Grundsätzlich sind zunächst stabilisierende Maßnahmen erforderlich, nämlich Sorge für gute Oxygenierung durch Sauerstoffmaske oder -nasensonde, gegebenenfalls auch Intubation und kontrollierte Beatmung. Leistungsfähige venöse Zugänge sind als Sofortmaßnahme anzulegen; hierzu gehört ein eigener Zugang für Katecholamine.
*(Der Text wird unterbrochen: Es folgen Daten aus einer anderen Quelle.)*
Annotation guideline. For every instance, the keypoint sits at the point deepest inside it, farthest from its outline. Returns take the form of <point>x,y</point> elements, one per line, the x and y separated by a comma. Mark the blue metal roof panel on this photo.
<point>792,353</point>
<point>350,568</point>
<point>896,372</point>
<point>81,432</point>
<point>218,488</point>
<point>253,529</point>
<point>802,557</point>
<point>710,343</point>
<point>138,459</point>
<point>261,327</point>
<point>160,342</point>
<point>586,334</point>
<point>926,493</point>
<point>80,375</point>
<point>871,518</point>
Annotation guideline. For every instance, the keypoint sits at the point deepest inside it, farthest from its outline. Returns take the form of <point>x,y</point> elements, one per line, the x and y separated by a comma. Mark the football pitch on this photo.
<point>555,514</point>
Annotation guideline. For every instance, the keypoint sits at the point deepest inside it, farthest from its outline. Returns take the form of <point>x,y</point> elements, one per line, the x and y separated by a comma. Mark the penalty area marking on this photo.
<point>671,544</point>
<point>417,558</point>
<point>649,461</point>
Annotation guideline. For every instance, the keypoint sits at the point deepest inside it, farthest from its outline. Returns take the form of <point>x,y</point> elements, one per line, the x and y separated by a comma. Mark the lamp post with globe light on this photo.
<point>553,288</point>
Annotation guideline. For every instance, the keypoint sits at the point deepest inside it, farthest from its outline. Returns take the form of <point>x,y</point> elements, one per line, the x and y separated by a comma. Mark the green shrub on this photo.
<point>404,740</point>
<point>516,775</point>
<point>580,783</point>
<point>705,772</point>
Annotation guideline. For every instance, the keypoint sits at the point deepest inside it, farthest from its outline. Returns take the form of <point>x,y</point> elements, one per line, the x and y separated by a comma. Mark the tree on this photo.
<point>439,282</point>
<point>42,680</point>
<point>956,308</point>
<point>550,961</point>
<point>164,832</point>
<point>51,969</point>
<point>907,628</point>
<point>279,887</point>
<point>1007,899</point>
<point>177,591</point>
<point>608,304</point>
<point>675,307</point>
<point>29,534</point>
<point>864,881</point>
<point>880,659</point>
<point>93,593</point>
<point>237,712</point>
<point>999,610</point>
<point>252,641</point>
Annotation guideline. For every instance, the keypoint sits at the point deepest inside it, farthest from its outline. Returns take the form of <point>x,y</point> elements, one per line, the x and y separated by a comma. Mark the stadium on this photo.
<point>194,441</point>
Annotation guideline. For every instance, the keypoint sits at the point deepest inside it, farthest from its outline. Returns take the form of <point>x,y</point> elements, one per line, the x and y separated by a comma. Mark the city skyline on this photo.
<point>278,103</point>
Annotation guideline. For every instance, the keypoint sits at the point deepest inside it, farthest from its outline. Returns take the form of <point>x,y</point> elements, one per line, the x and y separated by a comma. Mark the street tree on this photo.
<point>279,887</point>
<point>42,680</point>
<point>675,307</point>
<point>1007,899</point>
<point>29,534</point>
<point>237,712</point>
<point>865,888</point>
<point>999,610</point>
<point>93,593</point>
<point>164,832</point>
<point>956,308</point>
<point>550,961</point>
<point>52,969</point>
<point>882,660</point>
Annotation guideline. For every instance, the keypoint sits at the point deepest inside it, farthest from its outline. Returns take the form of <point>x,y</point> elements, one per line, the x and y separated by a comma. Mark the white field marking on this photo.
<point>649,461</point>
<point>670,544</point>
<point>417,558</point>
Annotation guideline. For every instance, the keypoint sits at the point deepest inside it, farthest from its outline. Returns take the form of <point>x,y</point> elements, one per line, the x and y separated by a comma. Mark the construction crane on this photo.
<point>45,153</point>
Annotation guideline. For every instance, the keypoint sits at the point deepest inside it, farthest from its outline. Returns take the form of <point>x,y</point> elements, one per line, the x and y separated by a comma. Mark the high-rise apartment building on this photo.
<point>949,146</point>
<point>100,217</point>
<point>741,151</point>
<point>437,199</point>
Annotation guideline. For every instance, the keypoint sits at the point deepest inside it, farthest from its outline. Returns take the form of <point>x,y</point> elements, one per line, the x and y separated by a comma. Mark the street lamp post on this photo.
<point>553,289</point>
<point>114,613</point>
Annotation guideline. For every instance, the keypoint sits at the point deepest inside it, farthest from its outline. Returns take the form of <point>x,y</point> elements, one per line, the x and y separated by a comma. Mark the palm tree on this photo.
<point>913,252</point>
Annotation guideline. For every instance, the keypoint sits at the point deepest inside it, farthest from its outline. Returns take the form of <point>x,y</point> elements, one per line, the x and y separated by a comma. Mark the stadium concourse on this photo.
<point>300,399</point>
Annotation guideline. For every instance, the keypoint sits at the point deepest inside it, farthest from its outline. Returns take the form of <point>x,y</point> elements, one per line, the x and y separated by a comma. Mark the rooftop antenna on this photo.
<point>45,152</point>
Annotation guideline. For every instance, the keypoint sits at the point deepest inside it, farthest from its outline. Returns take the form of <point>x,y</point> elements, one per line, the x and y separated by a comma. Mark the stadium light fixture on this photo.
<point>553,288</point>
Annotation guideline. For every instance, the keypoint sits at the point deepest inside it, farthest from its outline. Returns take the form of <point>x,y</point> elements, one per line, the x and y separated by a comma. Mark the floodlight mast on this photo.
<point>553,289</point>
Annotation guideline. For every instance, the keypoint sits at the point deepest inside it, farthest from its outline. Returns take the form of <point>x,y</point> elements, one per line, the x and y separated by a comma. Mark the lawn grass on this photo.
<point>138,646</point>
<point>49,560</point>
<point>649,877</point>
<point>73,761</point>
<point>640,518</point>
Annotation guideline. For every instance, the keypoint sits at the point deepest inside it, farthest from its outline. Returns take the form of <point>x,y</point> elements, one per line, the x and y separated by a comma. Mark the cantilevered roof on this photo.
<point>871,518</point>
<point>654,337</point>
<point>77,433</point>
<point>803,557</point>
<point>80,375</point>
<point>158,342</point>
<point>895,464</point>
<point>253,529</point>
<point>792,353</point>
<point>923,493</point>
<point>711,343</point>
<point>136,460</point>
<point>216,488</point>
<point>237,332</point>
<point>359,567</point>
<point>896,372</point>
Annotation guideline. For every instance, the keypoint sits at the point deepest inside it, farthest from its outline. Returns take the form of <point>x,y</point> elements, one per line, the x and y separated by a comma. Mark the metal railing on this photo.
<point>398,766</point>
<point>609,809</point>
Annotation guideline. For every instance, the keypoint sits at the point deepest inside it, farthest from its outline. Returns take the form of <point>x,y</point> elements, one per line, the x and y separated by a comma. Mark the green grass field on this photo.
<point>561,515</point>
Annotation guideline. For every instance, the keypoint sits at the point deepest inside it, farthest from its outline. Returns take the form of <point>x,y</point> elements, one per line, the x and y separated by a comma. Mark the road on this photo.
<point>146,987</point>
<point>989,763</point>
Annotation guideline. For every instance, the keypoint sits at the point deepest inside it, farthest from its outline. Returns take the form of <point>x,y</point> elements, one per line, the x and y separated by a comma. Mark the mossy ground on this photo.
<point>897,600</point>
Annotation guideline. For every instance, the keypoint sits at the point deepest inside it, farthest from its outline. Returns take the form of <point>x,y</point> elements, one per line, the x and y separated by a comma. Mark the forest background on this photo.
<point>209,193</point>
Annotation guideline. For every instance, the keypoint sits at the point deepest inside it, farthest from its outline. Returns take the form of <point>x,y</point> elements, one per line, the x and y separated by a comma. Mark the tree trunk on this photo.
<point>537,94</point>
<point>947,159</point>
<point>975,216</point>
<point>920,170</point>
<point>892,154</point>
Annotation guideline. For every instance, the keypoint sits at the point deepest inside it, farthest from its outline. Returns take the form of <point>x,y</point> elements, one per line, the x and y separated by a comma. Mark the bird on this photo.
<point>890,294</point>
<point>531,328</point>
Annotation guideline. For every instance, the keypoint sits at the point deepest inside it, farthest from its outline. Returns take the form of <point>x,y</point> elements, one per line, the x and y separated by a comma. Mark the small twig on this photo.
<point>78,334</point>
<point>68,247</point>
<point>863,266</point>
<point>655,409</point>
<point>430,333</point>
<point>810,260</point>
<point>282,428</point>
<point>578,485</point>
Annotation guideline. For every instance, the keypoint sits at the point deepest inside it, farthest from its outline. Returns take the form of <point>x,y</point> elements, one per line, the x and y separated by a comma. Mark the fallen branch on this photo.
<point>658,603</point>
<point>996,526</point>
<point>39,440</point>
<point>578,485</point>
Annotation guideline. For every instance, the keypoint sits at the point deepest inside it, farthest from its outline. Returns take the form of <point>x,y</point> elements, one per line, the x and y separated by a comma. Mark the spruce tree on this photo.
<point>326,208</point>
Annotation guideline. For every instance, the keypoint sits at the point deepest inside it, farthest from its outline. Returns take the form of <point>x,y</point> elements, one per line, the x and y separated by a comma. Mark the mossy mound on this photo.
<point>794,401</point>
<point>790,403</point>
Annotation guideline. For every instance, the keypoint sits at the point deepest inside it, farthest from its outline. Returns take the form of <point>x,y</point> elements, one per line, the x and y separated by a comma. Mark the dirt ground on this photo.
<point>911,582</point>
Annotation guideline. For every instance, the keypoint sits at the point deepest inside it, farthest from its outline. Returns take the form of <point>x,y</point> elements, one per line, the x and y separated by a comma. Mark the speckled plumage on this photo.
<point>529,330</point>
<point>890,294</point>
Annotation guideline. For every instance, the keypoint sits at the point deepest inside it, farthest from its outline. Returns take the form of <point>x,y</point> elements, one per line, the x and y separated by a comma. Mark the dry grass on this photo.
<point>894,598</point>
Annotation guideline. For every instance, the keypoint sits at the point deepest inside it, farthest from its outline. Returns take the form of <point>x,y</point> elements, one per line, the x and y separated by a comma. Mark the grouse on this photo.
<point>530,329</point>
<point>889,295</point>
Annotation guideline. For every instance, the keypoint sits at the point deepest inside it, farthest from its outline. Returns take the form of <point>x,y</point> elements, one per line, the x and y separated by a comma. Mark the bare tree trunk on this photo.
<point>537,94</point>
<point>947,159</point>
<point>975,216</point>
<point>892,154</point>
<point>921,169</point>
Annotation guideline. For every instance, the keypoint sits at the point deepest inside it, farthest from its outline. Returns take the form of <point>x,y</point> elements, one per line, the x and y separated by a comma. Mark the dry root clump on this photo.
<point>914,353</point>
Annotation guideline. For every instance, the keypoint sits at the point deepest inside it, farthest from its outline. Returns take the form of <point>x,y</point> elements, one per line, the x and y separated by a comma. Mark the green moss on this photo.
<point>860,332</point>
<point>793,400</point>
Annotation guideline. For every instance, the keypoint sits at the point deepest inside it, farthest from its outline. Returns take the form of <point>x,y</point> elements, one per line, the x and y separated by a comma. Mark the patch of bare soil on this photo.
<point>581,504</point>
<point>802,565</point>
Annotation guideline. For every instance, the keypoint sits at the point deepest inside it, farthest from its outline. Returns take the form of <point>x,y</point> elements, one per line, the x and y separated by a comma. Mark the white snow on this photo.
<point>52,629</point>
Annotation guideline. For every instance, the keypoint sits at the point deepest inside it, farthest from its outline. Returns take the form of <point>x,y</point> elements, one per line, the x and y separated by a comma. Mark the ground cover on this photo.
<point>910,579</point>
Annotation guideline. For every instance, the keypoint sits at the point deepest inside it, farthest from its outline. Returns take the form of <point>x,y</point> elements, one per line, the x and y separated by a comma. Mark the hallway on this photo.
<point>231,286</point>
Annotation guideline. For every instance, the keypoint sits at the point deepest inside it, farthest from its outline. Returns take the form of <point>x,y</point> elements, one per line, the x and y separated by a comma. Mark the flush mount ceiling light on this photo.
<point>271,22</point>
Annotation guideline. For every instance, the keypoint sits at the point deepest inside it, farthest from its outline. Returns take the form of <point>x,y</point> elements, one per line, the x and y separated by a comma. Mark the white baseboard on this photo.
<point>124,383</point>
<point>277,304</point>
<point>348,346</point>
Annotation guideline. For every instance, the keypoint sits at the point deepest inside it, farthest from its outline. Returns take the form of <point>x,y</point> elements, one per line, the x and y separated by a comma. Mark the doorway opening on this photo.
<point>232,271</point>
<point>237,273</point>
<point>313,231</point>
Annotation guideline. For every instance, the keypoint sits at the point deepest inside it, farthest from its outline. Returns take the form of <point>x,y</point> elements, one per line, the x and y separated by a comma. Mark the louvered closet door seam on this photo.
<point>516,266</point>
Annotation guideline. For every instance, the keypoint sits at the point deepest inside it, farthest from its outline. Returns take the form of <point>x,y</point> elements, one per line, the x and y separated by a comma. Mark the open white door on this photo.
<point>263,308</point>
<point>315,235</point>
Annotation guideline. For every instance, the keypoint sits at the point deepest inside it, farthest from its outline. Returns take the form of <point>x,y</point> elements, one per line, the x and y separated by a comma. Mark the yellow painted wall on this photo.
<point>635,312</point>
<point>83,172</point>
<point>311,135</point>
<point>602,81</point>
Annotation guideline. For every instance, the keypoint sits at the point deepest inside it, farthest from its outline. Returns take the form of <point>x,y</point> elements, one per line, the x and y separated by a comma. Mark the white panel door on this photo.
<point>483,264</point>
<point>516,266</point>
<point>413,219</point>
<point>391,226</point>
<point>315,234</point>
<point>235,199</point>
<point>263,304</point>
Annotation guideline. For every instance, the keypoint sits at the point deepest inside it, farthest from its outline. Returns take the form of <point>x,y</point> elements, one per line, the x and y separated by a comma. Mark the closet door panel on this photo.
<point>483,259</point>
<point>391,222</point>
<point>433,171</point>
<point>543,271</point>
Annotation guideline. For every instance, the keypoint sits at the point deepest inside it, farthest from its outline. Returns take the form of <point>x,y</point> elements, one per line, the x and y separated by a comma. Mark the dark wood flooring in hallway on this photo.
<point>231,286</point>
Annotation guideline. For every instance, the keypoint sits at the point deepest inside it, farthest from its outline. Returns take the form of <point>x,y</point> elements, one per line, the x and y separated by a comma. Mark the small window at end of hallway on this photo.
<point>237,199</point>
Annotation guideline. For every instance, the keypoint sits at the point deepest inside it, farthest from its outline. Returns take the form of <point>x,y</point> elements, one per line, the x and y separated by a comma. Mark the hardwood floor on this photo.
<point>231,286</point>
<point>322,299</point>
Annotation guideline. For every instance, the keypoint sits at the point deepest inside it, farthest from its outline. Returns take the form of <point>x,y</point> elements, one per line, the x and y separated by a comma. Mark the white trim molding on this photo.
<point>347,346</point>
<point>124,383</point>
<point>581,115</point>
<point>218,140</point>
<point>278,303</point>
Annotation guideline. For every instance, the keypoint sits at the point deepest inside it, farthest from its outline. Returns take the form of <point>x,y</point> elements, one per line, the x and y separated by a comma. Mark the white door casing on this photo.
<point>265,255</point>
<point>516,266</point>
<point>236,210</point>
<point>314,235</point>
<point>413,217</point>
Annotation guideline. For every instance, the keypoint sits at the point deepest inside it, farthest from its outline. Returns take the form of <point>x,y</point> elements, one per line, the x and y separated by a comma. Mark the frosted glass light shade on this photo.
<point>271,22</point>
Spezielle Therapiemaßnahmen richten sich nach der Ursache der vorliegenden Symptomatik, die auf der Basis eines vaskulären, traumatischen oder tumorösen Prozesses von Gehirn oder Rückenmark entstanden sein kann. Toxische und pharmakologische Einflüsse (z. B. rückenmarksnahe Anästhesie) dürfen dabei auch nicht übersehen werden. Als Beispiele für spezielle Therapiemaßnahmen sind die sofortige Thrombolyse bei Basilaristhrombose, die Dekompressionskraniotomie bei raumfordernden infra- und supratentoriellen Prozessen und hier auch überbrückend die Osmotherapie mit Mannitol zu nennen.
In der Stabilisierungsphase sind Mineralokortikoide wie Fludrocortison (200 µg/d) zur Erhöhung des Plasmavolumens und Verhinderung von Natriumverlusten eine therapeutische Option. Zur Tonisierung des Gefäßsystems können direkte oder indirekte Sympathomimetika, beispielsweise Pseudoephedrin [8], Cafedrin-Theodrenalin (Akrinor®), Midodrin [7] und Droxidopa [4, 2], dienen.
Eine Polyurie wird mit Desmopressin (cave: Hyponatriämie) unter engmaschiger Flüssigkeitsbilanz therapiert [4].
Im Kontext mit dem neurogenen Schock wurde der Pathomechanismus des Takotsubo-Syndroms (Broken-Heart-Syndrom) genannt, bei dem es bei massivem Stress zu einer Myokard-Depression mit segmentaler Dysfunktion des linken Ventrikels kommt, die im Falle des Überlebens nach ein bis zwei Wochen rückläufig ist. Reaktiv tritt eine überschießende Noradrenalin-Ausschüttung ein. Als Stress sind hier keinesfalls nur psychische Reaktionen, sondern beispielsweise auch Sepsis zu nennen [9]. Die steuernde Funktion des Sympathikus ist bei diesem Krankheitsbild ebenso wie beim neurogenen Schock beeinträchtigt. Im Schrifttum ist man sich heute darüber einig, dass das Takotsubo-Syndrom häufiger ist (2,6 – 7,5 % aller akuten Koronarsyndrome) als allgemein angenommen und oft als Myokardinfarkt fehlgedeutet wird [6].
Interessenkonflikte: Der Autor hat keine deklariert.